[GH-ISSUE #223] Architecture: Serverless oneshot archiving #1661

Closed
opened 2026-03-01 17:52:39 +03:00 by kerem · 3 comments
Owner

Originally created by @awendland on GitHub (Apr 27, 2019).
Original GitHub issue: https://github.com/ArchiveBox/ArchiveBox/issues/223

First off, thanks for this amazing library! I've recently gotten into an archiving binge and this plugin is the ideal in almost every way.

Type

  • General Question or Disussion
  • Propose a brand new feature
  • Request modification of existing behavior or design

What is the problem that your feature request solves

To reduce maintenance requirements when hosting ArchiveBox, I was hoping to be able to leverage serverless solutions, such as AWS Lambda and S3 (Lambda letting me not care about OS patching and S3 providing redundant storage).

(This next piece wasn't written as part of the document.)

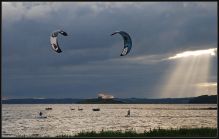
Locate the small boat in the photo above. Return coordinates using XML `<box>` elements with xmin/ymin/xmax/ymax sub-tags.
<box><xmin>37</xmin><ymin>116</ymin><xmax>47</xmax><ymax>119</ymax></box>
<box><xmin>78</xmin><ymin>107</ymin><xmax>83</xmax><ymax>111</ymax></box>
<box><xmin>93</xmin><ymin>108</ymin><xmax>100</xmax><ymax>111</ymax></box>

Describe the ideal specific solution you'd want, and whether it fits into any broader scope of changes

It would be awesome if ArchiveBox supported S3 as a storage backend. I believe the work in https://github.com/pirate/ArchiveBox/issues/177 will make the Lambda deployment easy enough.

AFAICT the website is generated but served statically from then on, so S3 would make a great host for the content. The only complications would come in needing to fetch the DB files, configs, and other data that the program touches when it archives a new site.

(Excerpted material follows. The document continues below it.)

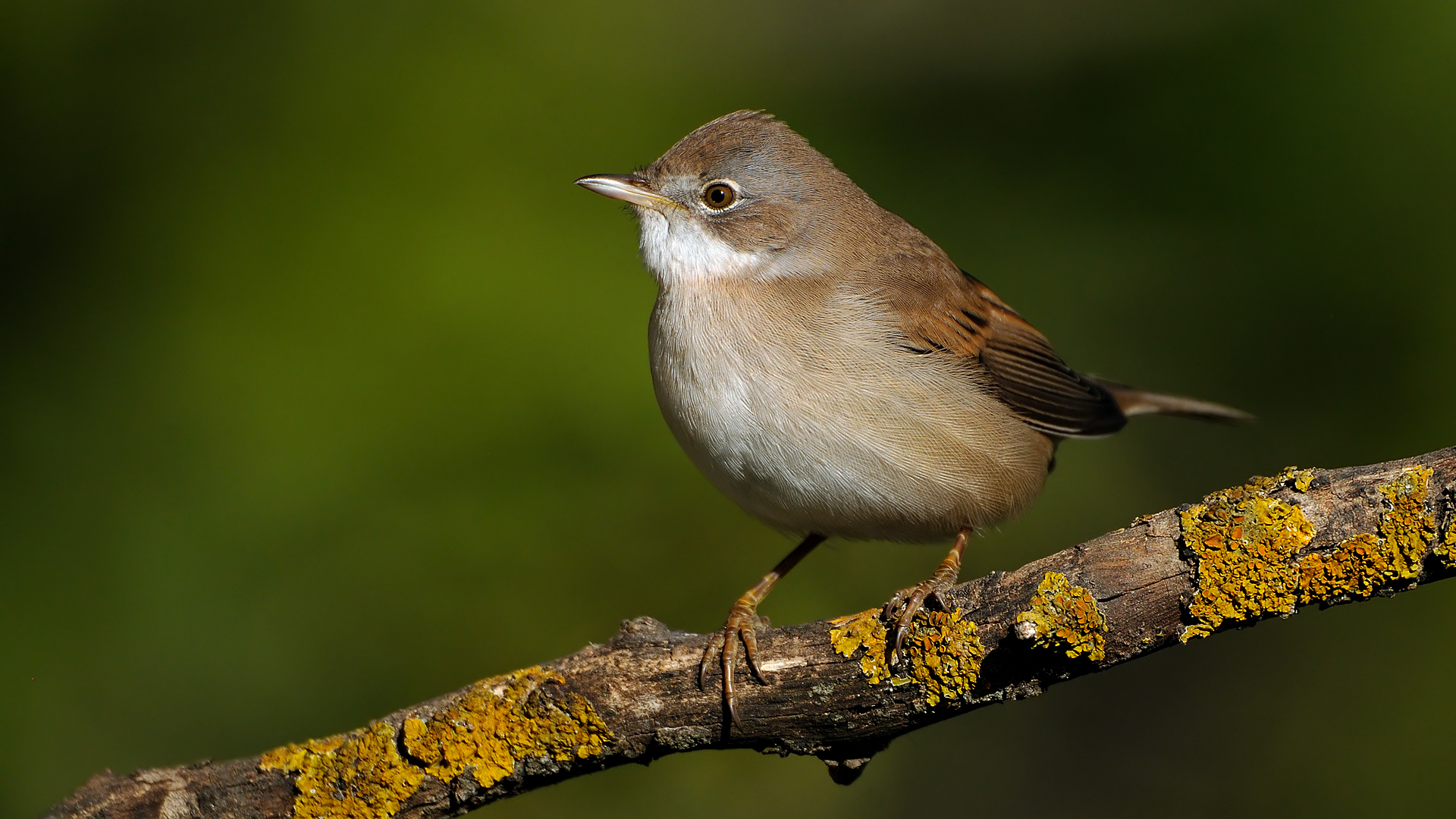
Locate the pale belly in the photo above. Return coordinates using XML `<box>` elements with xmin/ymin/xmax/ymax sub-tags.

What hacks or alternative solutions have you tried to solve the problem?

I haven't explored the codebase yet to check out feasibility, but I wanted to get this on your mind now while you're thinking about the large refactors you're currently undertaking. I'll be looking into implementing this feature a couple weeks from now.

From a cursory glance, it looks like some file system operations would need to be abstracted behind an interface exposing that data explicitly, and then different implementations could provide that interface, such as a file system backed implementation or a S3 backed implementation.

How badly do you want this new feature?

  • It's an urgent deal-breaker, I cant live without it
  • It's important to add it in the near-mid term future
  • It would be nice to have eventually

I'd love to work on this feature! I just want to make sure you're bought in so I can upstream things.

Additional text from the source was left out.